Climate Smart Agriculture Youth Network Talanoa Dialogue
The Climate Smart Agriculture Youth Network (CSAYN) saw the Talanoa Dialogue as a rare opportunity to bring together young people in the 40 countries where they have affiliates to share information that can both help slow the rate of climate change and make agriculture more appealing and promising to young people worldwide. This goes hand-in-hand with the organisation’s effort to educate and train young people in environmental science and practices and to develop a curriculum to be used from primary school through university in Africa.
CSAYN and Cornell University organized an online Talanoa Dialogue across CSAYN’s entire global network. In October, they invited members to share stories that would shed light on ways to engage youth effectively in efforts to address climate change and improve the future of sustainable agriculture in specific communities.
“We believe that sharing the experiences that young people across our network have lived would motivate governments to take stronger action to empower youth action on climate change. The Talanoa Dialogue is a huge opportunity and an achievable process towards for keeping warming below 2 degrees”, said Ntiokam Divine, the Founder and Managing Director of CSAYN.
Here’s what they came up with.
Where are we?
The earth’s population is expected to reach 9 billion by 2050, and we will need to double food production at a time when climate change is putting extraordinary stresses on agriculture. Increasingly, rainfall is irregular and even scarce. Rising temperatures force farmers to shift to newer, often unfamiliar crops and allow for the spread and proliferation of pests and weeds. Young farmers often have a limited capacity to adapt because they lack both resources and experience and may be farming relatively small parcels. The effects cascade down though young families and communities, and families are forced to make trade-offs. Children may have to forgo school, or families may be separated as husbands seek supplemental work elsewhere.
Where do we want to go?
Our answer is Climate Smart Agriculture (CSA), which presents a pragmatic sustainable alternative to both adapt to and mitigate climate change. Through the systems it promotes, it will allow us to increase productivity, be more resilient, produce fewer greenhouse gases—and even remove some—and improve food security. All this will serve to help any nation or community reach its development goals. The logic of CSA is undeniable, and it is adopted increasingly. But it requires considerable technical knowledge, investment and stakeholder participation. Several CSAYN efforts involve providing technical support and financial incentives through microfinance, weather index insurance and piloting remote sensing to enable CSA practices even in economically vulnerable rural areas.
How do we get there?
Youth can be a positive force toward realising the potential of CSA and making a real contribution in the fight against climate change and its effects. They are natural agents of change because they traditionally challenge social norms, societal values and economic models, and they set the tone for debate over the future. Inevitably, that gives them a critical role in shaping social and economic development. Youth should lead the way, at first by volunteering their services in community outreach, focus group discussions, community awareness and other initiatives. And by adopting CSA and showing how it can be successful for all farmers and for the larger society.

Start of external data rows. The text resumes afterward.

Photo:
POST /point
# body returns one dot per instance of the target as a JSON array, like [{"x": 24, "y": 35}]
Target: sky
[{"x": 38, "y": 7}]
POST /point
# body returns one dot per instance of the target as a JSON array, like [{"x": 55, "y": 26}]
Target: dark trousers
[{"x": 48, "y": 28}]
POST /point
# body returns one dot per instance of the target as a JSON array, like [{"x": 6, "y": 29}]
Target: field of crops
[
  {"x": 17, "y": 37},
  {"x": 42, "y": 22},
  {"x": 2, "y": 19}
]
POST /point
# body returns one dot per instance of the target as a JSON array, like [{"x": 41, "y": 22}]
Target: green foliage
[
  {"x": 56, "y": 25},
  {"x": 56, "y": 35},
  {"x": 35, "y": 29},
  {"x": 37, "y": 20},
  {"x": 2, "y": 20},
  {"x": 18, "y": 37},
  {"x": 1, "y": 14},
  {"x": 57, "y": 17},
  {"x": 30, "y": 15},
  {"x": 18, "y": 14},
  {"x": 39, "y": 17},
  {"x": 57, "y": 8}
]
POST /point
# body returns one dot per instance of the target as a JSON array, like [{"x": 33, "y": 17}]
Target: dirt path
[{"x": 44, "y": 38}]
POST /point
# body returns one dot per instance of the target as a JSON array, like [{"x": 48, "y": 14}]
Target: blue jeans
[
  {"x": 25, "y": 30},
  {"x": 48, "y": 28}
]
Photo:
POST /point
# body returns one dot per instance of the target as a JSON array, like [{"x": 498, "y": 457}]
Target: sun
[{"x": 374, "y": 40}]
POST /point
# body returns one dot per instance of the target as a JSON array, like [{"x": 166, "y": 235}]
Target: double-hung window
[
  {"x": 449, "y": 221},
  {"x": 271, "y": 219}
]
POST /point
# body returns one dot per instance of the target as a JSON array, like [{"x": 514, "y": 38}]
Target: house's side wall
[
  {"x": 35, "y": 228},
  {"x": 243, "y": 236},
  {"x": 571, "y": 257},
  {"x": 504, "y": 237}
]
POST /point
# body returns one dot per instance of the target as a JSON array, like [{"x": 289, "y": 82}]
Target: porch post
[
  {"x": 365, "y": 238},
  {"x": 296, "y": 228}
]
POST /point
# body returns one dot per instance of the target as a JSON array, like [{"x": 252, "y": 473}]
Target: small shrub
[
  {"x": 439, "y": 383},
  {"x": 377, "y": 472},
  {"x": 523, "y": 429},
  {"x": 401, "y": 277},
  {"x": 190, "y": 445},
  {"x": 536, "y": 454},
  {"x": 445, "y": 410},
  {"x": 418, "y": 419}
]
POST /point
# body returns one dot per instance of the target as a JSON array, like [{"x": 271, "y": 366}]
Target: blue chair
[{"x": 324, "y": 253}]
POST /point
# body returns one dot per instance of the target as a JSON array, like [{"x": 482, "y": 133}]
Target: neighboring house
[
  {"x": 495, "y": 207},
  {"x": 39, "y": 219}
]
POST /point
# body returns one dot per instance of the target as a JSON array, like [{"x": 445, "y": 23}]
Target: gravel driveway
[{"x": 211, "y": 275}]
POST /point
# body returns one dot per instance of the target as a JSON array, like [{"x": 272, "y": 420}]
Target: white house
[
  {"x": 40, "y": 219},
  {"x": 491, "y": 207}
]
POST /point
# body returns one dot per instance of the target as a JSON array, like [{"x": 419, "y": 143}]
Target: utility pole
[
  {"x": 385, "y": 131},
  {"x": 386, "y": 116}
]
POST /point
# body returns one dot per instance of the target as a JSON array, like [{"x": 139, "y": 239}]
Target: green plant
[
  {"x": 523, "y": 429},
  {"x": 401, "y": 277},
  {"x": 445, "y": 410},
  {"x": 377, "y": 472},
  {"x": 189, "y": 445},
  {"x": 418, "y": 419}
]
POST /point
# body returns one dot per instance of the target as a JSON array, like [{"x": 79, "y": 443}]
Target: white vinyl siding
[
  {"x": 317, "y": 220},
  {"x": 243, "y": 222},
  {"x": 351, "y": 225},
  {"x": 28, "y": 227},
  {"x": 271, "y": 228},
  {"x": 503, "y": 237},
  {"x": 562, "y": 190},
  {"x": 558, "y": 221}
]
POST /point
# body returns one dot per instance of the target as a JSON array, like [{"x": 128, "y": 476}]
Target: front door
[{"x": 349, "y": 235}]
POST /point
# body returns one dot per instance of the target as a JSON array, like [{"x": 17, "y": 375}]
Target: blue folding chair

Active collaboration can help (1) reduce duplication, to ensure that we collectively meet greater targets and (2) increase awareness, transforming dialogue to concrete plans of action that can be executed at the local and national levels. A groundswell begins with even the smallest example of success.
To begin this groundswell, we must make climate change knowledge more accessible through alliances between educational institutions and health institutions. Youth can be further involved by promoting campaigns in schools and encouraging incentivized participation. In short order, we will need to organize highly focused training programs on climate change and create agricultural training centers promoting better resilience and adaptation (especially for water efficient practices to cope with dry summers). Agricultural extension services can be important drivers of climate knowledge and the application of sustainable best practices.
Youth must view climate change as an opportunity to innovate and create jobs through CSA and to boost agro-pastoral production in a sustainable way. When we do that, we will be protecting the environment for our children and their children. Creating a critical mass of young people with knowledge and skills in CSA will empower and strengthen the ability of farmers to meet the challenges they face today in earning good livelihoods and incentivize them to stay on the farm, which will further be a valuable contribution to their societies and countries.